In order to take control of a country, zealots have to undermine not just people who may have been educated to be independent thinkers, but the very idea and legitimacy of a liberal education. Those intent upon spreading belief in “the Big Lie,” for instance, must attack the institutions committed to truth-seeking and a commitment to verifiable evidence.
So we see the escalating attacks on knowledge, on science , on expertise. We see a co-ordinated effort to replace the very concept of education with the far less threatening goal of job training.
And we see unremitting attacks on the nation’s universities.
I spent twenty-one years as a faculty member at a public university, and I would be the last person to claim that all is well in academia. There are plenty of legitimate criticisms that can–indeed, should–be leveled: bloated administrations, too-cozy relationships with moneyed donors, a knee-jerk tendency to “cancel” proponents of currently unpopular positions, and a depressing willingness to equate academic success with job placement statistics.
That said, the degree to which the GOP is waging war on education–at both the public school and college levels– seems unprecedented.
I’ve previously posted about former Wisconsin Governor Scott Walker’s efforts to destroy the University of Wisconsin–including his attempt to change the century-old mission of the University system by removing language about the “search for truth” and “improving the human condition” and replacing those phrases with “meeting the state’s workforce needs.”
At least Walker understood the need to be sneaky. Florida Governor Ron DeSantis–a poster boy for today’s GOP–hasn’t bothered to hide his animus for science, truth and higher education. The results have been ugly.
A special panel created by the faculty at the University of Florida has completed a review of the academic environment there, and what it has to say is not flattering. As The Miami Herald reports, the report shows that academics in Florida live in a literal state of fear; one where they don’t dare tell the truth out of fear of reprisals from Gov. Ron DeSantis. That’s particularly true when it comes to revealing the facts about COVID-19.
The report makes it clear that researchers felt a great deal of outside pressure in preparing research information for publication. That sometimes meant that information was delayed, or not published at all. In some cases, scientists were told not to reveal their affiliation with the university when releasing information, or to take the University of Florida name off presentations.
All because they were not allowed to do anything that could be viewed as criticizing DeSantis, or policies related to COVID-19. Faculty in the university’s Health Department were warned that funding might be “in jeopardy if they did not adopt the state’s stance on pandemic regulations in opinion articles.”
DeSantis’ attacks went well beyond his approach to COVID.
Course descriptions, websites, and other materials concerning the study of race and privilege had to be hidden, altered, or removed. The persecution in this area became so ridiculous that instructors were told:
“The terms ‘critical’ and ‘race’ could not appear together in the same sentence or document.”
Much of this bullying has occurred “under the radar,” but a few months ago, national media reported that the University of Florida was prohibiting three professors from testifying as experts in a lawsuit challenging a new law restricting voting rights. The prohibition was justified by the the University on the grounds that “it goes against the school’s interest by conflicting with the administration of Florida Gov. Ron DeSantis.”
There was a sufficient outcry that the University reversed that decision, but it is blindingly obvious that less well-publicized efforts to “get along” with the Governor remain in place.
It isn’t only Florida.
At a time when University Presidents are chosen more for their fundraising abilities than for their devotion to scholarship, some are using their authority to simply remove inconvenient scholarship from their institutions. Here in Indianapolis, the administration of Marian University has simply eliminated its department of political science.

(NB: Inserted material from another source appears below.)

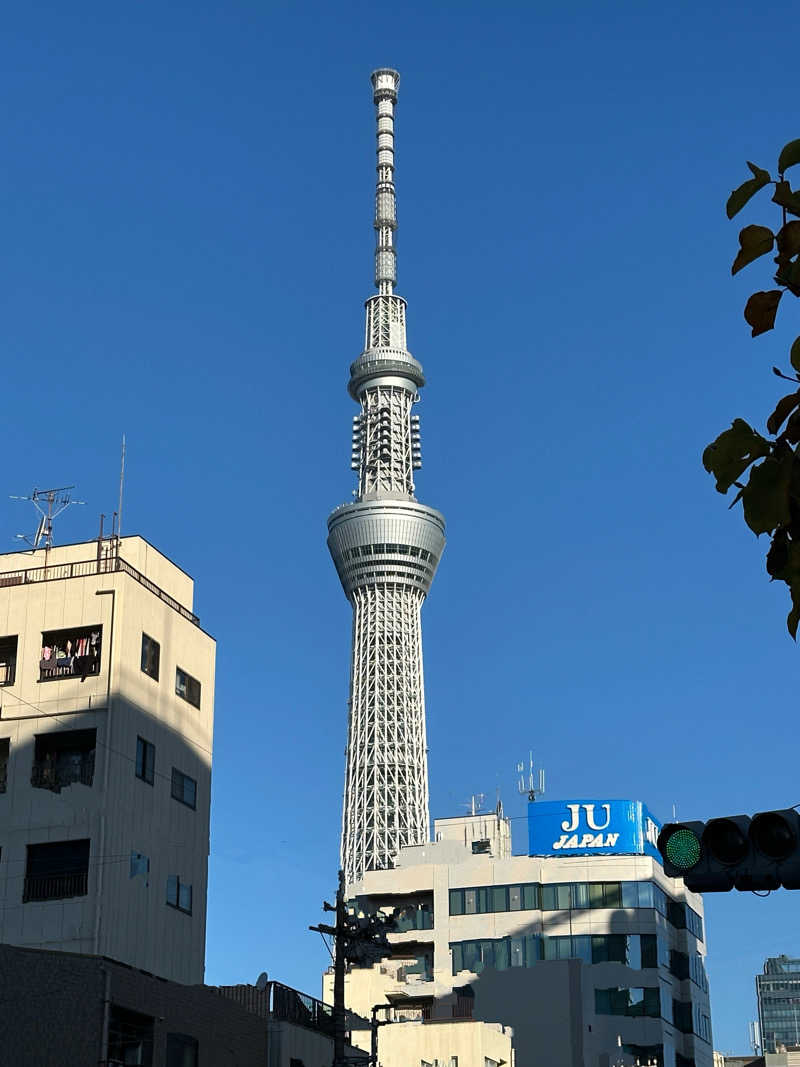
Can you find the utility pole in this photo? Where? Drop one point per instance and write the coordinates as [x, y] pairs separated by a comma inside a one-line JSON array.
[[358, 939]]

The school’s administration has failed to offer a rationale for removing political science, a program with as many declared majors as most other liberal arts programs on campus —and which you would think is especially important, given the troubled state of U.S. political life–and especially since the faculty vociferously opposed the decision. The linked report notes that no other major was targeted for elimination.
The dispassionate pursuit of science, evidence and “inconvenient” knowledge is being targeted by ideologues, autocrats and their facilitators. To the extent that they are successful, this country is in deep, deep trouble.